Longitudinal Spatial Deconstruction and Computational Modelling of Morphology Evolution in Hepatocellular Carcinoma

Supervisors:

Prof Ramanuj DasGupta, School of Cancer Sciences
Dr Ke Yuan, School of Cancer Sciences
Dr Paul Henderson, School of Computing Science

Summary:

Liver cancer is one of the deadliest cancers, with an abysmal 5 year median survival of <15%. This is largely due to its ability to rapidly evolve under therapeutic selection into refractory, metastatic disease. Our research team has recently developed an AI methodology that can automatically detect key morphological patterns from tumour pathology slides. What remains unknown is how these patterns, and the communities of cells within them, change when tumours are exposed to therapy.
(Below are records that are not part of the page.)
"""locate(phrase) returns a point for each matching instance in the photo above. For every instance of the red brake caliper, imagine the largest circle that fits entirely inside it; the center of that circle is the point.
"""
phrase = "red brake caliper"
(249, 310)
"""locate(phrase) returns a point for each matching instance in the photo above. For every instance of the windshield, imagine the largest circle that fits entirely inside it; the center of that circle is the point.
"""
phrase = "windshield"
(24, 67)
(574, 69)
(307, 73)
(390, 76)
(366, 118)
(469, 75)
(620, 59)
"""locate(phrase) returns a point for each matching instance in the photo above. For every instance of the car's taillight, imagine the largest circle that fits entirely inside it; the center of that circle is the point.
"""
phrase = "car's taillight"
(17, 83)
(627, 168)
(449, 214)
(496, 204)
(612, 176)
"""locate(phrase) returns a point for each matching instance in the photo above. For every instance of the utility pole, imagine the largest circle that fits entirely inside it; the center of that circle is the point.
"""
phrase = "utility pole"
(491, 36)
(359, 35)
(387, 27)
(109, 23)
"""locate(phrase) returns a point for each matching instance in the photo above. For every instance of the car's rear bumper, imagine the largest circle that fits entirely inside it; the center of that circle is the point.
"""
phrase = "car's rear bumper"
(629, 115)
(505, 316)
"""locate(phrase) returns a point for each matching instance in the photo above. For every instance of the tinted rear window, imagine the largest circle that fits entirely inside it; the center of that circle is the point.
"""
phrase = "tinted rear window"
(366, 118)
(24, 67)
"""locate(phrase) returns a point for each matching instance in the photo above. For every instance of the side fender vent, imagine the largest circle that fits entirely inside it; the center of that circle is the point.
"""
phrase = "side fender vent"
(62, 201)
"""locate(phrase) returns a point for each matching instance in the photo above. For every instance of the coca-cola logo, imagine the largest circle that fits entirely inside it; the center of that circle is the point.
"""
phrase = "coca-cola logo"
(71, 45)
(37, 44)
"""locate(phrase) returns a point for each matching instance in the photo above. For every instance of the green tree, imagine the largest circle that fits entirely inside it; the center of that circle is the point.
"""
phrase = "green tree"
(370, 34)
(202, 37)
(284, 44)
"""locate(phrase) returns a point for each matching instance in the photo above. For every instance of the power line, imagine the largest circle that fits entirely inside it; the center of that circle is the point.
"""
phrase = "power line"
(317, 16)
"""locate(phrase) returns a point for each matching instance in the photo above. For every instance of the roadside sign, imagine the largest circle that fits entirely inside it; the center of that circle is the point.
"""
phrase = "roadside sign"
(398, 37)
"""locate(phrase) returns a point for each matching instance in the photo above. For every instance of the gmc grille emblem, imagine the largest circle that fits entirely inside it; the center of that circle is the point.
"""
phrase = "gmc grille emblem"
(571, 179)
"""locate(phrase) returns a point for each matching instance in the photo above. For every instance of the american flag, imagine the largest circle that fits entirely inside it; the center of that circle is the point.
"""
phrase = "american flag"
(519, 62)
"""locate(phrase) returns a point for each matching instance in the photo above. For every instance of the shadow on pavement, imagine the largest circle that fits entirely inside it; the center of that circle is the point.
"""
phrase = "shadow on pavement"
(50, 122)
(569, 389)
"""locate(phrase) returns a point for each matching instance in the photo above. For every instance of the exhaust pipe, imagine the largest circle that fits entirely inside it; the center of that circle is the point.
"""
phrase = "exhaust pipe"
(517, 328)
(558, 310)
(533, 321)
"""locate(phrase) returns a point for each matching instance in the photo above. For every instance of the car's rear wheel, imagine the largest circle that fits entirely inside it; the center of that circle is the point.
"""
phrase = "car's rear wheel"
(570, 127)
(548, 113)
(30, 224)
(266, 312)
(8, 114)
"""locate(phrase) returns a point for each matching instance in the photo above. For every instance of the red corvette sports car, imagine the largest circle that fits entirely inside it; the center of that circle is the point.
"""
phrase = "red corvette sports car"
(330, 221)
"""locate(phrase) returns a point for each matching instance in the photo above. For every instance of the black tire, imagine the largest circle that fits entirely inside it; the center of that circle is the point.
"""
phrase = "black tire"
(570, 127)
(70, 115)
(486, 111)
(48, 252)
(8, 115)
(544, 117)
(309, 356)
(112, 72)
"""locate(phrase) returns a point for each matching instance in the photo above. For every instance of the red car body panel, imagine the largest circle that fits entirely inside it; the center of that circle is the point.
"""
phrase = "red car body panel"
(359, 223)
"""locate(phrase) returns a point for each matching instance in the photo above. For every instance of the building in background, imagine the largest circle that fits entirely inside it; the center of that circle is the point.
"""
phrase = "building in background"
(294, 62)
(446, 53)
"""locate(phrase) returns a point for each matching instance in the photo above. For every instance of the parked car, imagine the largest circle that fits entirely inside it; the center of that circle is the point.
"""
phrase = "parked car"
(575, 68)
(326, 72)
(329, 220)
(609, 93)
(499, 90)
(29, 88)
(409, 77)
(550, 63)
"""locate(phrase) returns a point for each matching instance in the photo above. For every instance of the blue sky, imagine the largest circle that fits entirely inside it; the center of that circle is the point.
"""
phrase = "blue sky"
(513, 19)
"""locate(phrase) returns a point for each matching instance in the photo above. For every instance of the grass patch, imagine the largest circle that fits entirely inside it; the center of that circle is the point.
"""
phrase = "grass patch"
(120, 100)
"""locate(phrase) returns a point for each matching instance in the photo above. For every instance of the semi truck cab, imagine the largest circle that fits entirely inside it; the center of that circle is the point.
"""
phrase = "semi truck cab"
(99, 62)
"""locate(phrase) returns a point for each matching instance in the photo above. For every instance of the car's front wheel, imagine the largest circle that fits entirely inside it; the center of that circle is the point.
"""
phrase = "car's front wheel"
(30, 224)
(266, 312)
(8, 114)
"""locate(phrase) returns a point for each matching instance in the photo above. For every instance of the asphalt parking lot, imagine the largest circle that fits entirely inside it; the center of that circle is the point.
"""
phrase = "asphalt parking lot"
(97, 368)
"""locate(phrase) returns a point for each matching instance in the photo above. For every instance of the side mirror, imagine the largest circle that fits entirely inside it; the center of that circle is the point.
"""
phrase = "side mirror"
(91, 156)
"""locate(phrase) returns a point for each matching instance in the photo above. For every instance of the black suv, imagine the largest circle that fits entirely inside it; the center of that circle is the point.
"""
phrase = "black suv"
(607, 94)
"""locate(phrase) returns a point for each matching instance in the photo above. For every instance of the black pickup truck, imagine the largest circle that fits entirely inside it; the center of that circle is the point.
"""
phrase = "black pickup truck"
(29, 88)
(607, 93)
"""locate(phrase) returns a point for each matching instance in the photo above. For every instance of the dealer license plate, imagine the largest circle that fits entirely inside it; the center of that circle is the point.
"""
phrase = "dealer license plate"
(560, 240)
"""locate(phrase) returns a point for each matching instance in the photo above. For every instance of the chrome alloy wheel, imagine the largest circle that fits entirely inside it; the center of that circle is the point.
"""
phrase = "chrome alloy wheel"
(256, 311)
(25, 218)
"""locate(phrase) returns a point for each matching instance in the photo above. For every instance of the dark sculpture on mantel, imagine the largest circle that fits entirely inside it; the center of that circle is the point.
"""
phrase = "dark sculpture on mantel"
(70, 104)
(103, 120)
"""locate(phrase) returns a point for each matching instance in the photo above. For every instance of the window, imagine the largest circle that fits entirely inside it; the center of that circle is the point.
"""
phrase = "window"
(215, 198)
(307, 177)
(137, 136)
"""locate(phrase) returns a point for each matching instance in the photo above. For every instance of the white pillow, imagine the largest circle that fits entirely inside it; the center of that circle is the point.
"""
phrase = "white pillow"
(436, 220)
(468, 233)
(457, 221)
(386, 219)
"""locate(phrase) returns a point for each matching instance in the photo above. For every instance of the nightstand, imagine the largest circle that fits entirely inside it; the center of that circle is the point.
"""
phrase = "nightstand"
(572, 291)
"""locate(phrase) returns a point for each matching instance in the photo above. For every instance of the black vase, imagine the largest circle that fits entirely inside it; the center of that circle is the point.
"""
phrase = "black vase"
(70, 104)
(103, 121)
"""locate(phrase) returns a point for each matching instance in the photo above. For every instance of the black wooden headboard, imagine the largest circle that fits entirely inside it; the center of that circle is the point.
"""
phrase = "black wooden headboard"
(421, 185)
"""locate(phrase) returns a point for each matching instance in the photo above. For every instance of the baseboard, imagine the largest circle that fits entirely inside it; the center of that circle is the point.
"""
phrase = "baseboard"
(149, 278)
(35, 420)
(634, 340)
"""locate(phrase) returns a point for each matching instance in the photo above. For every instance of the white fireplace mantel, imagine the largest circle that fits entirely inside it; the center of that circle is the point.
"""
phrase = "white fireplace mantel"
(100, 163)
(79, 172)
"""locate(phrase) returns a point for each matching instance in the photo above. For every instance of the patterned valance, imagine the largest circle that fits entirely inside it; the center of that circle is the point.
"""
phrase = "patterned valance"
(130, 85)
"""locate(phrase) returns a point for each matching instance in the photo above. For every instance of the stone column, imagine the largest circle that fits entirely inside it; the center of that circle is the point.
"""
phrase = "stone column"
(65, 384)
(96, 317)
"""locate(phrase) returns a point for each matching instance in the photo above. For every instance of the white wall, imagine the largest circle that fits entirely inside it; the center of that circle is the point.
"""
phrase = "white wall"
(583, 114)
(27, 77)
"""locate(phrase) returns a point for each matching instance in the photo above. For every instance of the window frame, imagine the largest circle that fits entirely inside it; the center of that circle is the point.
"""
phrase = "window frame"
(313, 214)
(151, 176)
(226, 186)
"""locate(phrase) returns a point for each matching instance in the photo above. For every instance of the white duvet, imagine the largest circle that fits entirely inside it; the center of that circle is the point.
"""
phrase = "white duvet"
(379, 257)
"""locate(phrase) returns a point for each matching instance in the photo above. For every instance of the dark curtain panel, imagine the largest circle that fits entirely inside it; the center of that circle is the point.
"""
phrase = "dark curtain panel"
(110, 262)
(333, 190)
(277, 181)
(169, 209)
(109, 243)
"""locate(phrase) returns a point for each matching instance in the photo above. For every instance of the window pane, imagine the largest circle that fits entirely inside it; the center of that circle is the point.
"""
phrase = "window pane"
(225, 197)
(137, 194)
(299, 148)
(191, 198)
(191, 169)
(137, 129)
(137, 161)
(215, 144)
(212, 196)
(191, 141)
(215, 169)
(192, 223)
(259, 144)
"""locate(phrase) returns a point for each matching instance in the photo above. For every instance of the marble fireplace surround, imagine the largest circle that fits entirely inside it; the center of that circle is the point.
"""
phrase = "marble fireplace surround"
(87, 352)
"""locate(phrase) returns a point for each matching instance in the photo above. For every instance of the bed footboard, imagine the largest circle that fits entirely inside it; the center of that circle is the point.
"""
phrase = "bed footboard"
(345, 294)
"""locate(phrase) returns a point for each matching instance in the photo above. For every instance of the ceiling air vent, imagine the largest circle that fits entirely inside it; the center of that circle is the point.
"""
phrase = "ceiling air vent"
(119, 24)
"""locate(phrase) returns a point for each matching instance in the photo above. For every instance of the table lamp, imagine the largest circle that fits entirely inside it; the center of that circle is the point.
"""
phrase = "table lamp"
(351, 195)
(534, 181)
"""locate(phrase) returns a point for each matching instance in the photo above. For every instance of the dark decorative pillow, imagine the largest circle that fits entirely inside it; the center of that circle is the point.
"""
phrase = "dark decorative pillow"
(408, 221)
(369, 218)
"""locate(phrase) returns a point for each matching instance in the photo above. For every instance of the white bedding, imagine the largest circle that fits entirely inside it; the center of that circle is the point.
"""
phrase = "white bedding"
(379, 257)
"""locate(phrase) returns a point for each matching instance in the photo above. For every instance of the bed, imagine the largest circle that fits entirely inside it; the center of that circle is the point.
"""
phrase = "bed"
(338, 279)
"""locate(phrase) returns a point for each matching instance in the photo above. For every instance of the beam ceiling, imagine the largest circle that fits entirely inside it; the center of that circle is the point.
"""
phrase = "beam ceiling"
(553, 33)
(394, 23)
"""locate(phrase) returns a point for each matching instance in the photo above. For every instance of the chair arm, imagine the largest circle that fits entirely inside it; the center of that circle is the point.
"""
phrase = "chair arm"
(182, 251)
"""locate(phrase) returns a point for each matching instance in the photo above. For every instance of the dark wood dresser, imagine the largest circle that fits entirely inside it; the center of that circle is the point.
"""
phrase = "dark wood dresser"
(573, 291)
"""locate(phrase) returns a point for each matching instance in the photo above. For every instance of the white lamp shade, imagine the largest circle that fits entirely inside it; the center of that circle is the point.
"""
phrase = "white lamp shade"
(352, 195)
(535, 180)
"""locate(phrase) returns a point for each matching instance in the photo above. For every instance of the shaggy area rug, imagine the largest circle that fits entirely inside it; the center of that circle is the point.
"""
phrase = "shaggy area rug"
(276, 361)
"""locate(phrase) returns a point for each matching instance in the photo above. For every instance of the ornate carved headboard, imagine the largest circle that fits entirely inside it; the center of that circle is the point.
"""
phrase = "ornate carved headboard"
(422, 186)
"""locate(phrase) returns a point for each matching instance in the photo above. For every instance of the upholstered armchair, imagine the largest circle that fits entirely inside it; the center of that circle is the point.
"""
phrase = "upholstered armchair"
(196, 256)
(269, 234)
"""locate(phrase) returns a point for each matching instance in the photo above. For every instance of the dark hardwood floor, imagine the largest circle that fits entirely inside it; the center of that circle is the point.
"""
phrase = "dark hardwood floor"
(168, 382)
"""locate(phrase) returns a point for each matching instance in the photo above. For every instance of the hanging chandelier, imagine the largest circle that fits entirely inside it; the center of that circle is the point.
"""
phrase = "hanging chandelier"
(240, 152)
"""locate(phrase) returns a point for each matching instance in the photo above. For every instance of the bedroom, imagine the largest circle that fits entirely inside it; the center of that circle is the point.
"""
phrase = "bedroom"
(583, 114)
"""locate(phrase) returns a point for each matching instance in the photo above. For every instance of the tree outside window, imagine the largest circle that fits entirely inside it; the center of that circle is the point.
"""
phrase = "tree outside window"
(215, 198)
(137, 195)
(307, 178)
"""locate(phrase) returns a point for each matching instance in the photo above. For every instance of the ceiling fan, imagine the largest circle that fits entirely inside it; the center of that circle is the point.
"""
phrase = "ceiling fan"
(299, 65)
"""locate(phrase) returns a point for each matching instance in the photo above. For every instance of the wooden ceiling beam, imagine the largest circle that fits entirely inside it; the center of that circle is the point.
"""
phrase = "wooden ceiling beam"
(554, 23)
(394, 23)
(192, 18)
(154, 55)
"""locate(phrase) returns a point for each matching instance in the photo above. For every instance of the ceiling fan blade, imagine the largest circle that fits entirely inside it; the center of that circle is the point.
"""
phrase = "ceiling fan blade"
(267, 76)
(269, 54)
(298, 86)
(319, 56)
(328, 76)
This PhD project aims to investigate how liver cancer morphology evolves under treatment, over time. Working with a unique collection of patient samples taken both before and after therapy, you will apply our state-of-the-art AI methodologies to chart how tumour structures evolve over time. You will then integrate these findings with spatial transcriptomics, a powerful technology that measures which genes are actively expressed in different regions of the tumour while preserving their spatial context.

By combining AI with spatial biology, you will uncover the molecular programs that drive therapy resistance and develop the first computational model to simulate this evolutionary process. This interdisciplinary project brings together cancer biology, pathology, and AI with the ultimate goal of identifying new ways to predict treatment failure and design more effective therapies (see image below).